確かに吸血鬼のラドにとっては絶対にほしい物だろう。

弱点が軽減されるんだから。


「そんなわけであそこを根城にしてる奴を倒したいんだ」

「分かった。俺もアイツは邪魔だし、倒したいしな」

「よっし! じゃあパーティーを組もう!」


その声からあまり経たずにパーティー申請が飛んでくる。

迷うことなく了承。

俺の始めてのパーティーが結成された。

視界の端にラドの名前が浮かぶ。


「じゃあ、互いの戦い方のすり合わせをするか?」


ラドに問いかける。

どちらもスキルプリセットのテーマくらいしか知らない。

ラドからは前に少しだけ聞いたけどな。


「おう、じゃあ俺が誘った訳だし、俺から言わせてもらうぜ。俺の攻撃手段は爪か牙の噛みつきだな。牙の方はあんまり使わないが」


そう言ってラドは片手の指を俺に見せてくる。

次の瞬間、ラドの指の爪が急激に伸びて鋭利な武器と化した。


「こんな風に体の一部を変化させられるんだ。慣れるまで結構掛かったぜ」


おお。凄いな。

なかなかファンタジーな物を見た。

だが、ラドの能力紹介はそれだけに留まらなかった。


「後は攻撃手段とは言えないが、『群体化』っていう体を蝙蝠に変身させる事が出来る。さっきハクに送ったのがそれだな。感覚もある程度共有できる」


ラドの体の一部が蝙蝠になった。

あれラドの体なんだな、使い魔とかだと思っていた。


「回避や偵察には使えるんだが……防御力がガタ落ちするからあんまり使える手じゃないな。指先一つ変化させるだけならそこまで魔力消費は無いけど、全身となると桁違いに消費が増えるし」

「だけど、いざという時の回避手段があるのはいいな」

「まぁ、その瞬間が訪れない事を祈るけどな。そんで後のスキルは『暗視』なんかの補助的な物や、今回は使えそうに無い『吸血』とかだな」


ラドはそんな感じか。『群体化』は体が小さくなる分日陰を通りやすくなるから、少しだけなら割と使い勝手が良いらしい。

さらに夜には強化されるだろうし、期待出来るな。

よし、今度は俺か。


「俺の攻撃手段は基本的に格闘だな。素手で戦う」

「素手……か?」

「ああ。ワイバーンも倒せたから大丈夫だぞ」


その言葉にちょっと驚いた顔をしたラドだが、実際にここに居る俺を見て納得したように頷いた。


「スキルは身体能力を上げる物がメインで補助が複数ある感じだな」

「ああ、問題無さそうだな。
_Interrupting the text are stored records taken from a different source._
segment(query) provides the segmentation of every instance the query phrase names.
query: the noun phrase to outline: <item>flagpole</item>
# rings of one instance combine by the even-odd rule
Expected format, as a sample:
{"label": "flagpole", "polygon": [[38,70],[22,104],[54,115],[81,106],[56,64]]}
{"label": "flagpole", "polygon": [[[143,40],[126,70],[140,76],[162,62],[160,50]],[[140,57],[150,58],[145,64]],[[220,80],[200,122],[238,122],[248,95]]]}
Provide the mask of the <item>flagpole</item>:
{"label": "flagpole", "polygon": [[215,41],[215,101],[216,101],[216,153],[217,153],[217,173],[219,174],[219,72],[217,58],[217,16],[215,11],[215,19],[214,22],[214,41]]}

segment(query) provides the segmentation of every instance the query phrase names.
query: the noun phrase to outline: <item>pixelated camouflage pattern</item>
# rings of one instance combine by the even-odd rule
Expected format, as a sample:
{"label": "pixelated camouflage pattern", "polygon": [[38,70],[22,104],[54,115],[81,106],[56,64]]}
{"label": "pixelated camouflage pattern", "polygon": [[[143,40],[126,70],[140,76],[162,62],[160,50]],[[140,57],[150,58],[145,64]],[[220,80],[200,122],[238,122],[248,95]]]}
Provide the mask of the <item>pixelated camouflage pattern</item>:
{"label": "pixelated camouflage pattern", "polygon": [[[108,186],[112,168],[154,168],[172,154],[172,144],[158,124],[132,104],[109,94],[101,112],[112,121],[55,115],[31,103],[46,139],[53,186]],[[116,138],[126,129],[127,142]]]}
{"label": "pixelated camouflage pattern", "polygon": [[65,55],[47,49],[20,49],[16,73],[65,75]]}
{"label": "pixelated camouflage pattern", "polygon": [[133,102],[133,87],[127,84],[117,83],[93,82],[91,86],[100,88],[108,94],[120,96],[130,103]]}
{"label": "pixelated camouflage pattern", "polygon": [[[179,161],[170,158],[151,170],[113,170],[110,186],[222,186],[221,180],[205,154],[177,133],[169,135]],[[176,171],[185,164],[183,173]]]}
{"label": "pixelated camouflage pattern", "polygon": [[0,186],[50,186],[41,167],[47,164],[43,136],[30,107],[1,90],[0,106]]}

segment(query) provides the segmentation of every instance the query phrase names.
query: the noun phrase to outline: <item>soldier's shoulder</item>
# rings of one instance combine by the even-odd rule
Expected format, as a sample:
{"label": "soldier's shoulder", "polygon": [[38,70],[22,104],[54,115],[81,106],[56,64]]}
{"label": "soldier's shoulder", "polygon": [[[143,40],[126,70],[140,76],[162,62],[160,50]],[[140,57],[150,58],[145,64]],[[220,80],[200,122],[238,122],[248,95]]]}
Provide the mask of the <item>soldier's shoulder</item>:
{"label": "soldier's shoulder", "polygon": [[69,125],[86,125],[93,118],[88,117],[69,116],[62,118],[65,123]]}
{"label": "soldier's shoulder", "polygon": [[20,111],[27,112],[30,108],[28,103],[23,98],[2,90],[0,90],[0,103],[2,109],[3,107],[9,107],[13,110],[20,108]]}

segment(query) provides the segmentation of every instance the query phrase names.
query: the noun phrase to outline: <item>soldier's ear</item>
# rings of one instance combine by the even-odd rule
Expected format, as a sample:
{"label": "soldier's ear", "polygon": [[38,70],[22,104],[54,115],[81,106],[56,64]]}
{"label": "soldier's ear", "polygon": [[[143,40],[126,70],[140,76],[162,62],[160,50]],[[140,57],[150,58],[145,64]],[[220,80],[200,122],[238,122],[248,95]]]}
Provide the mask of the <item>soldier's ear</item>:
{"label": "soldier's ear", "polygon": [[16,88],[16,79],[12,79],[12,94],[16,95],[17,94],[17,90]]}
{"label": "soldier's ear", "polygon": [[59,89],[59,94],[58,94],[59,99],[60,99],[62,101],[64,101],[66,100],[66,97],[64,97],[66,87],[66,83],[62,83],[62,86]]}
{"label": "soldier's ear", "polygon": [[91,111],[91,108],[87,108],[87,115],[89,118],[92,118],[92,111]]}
ここまでこれた時点で強いのは間違い無いだろうし」

「あ………」

「? どうしたんだ?」


一つスキルを思い出した。

正直……使いたく無いが、ラドには話しておいた方が良いだろう。


「いや、一つスキルを思い出してな。『外法の契約』っていうスキルだ」

「なんか毛色の違うスキル名だな」

「ああ。効果の方も全く毛色の違うスキルだ。ざっくり言うと代償を払った対価に力を得る効果だ。代償はかなり重いからなるべく使いたく無いな」

「……分かった。そのスキルは使わないで良いぞ」

「ありがとう」


これで互いに情報のすり合わせが済んだ。

これからあのイノシシを倒す算段をつけないとな。